I threw the phone in my bag and leaned against the Plexiglas, reluctant to go out again into the storm. All of a sudden, I felt movement again at my feet and looked down. Under the papers was a small lump, a moving one! I drew my breath in, as I opened the door to the phone booth. Water rat! There was a rat in this phone booth with me! I stepped out in the rain backward, keeping my eyes on the mass of papers. Then I thought I heard a plaintive cry. I leaned my head back into the booth ignoring the rain beating down on my back like small pebbles.
“Kitty?” I said. “Kitty, kitty, kitty?”
A meow sounded again. I pulled the wet papers from on top of the lump to reveal a small, orange and white kitten, drenched to the skin. It turned amber eyes up to me and let out a silent meow as it cowered in the corner.
“Oh, my God! Look at you.” Reaching out a hand, I picked up the trembling creature. “What a little thing. And so wet. Come here.” Like an idiot, I looked around for the owner until I caught myself. I tried to unzip my jacket to slip the kitten inside but the teeth still wouldn’t release one of my best cashmere sweaters. The jacket’s pockets were huge, so I wound up sort of stuffing the kitten inside, as gently as possible, of course. It turned itself around and stuck its head out with a puzzled stare.
“Well, I can’t just leave you, and it’s pouring out there. So you stay inside until we get to my car.” With that pronouncement, I pushed its small head back inside the dry pocket and left my hand inside for protection and company. The kitten moved around a little and then settled down, leaning against my open palm.
Half walking, half jogging to my car in the torrential downpour, I glanced back in the direction of the warehouse and began to play the “on the other hand” game with myself.
On one hand, Wyler has to be in the warehouse. But it looks dark and deserted. Did he somehow get by me? No, no, he can’t have!
On the other hand, when I was lying flat on my back swallowing half the Bay, maybe he did. Stranger things have happened.
Oh, come on, I other-handed myself again. I had the only entrance and exit under constant surveillance for the last three agonizing hours, and I was only indisposed for less than a minute. How likely is it he got away? He must be there. On the other hand, and now I was up to four hands, why aren’t the lights on if he is?
This might not look so good on my resume. Uh-oh! I should check for his car. If I let him get by me, Lila will never…wait a minute!
I began to see a silver lining in all those damp clouds.
If Portor did get by me, Lila will never let me live it down. Following this line of logic, she would probably never, ever ask me to do something like this again.
I continued this new train of thought sloshing through puddles up to my ankles and almost broke out in a dance like Gene Kelly in Singing in the Rain.
The movements of the kitten in my jacket distracted me, and I wondered what I was going to do with it when I got back to the car.
Well, I reminded myself, I couldn’t just leave it back there to drown.
That settled, I removed the keys from my bag, pressed the beeper to unlock the doors and slipped into its dry, comparative warmth.

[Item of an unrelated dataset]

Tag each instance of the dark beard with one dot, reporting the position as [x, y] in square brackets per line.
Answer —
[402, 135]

This classic ‘57 Chevy convertible was my pride and joy, the last extravagant gift from my father shortly before his death. It contained a rebuilt engine, in addition to all the latest gewgaws offered in newer automobiles. Dad had outbid everyone at a vintage car auction for this stellar rarity still wearing the original white and turquoise paint job. He gave it to me for my thirty-first birthday, a reward for surviving a rotten marriage and a bitter divorce. I never knew what the price tag was, but the insurance premiums alone are enough to keep me working until I’m around ninety-seven.
Q: Thank you so much for this interview, Heather Haven. We wish you much success!
From your mouth to God’s ears. And thank you for your time. This has been fun!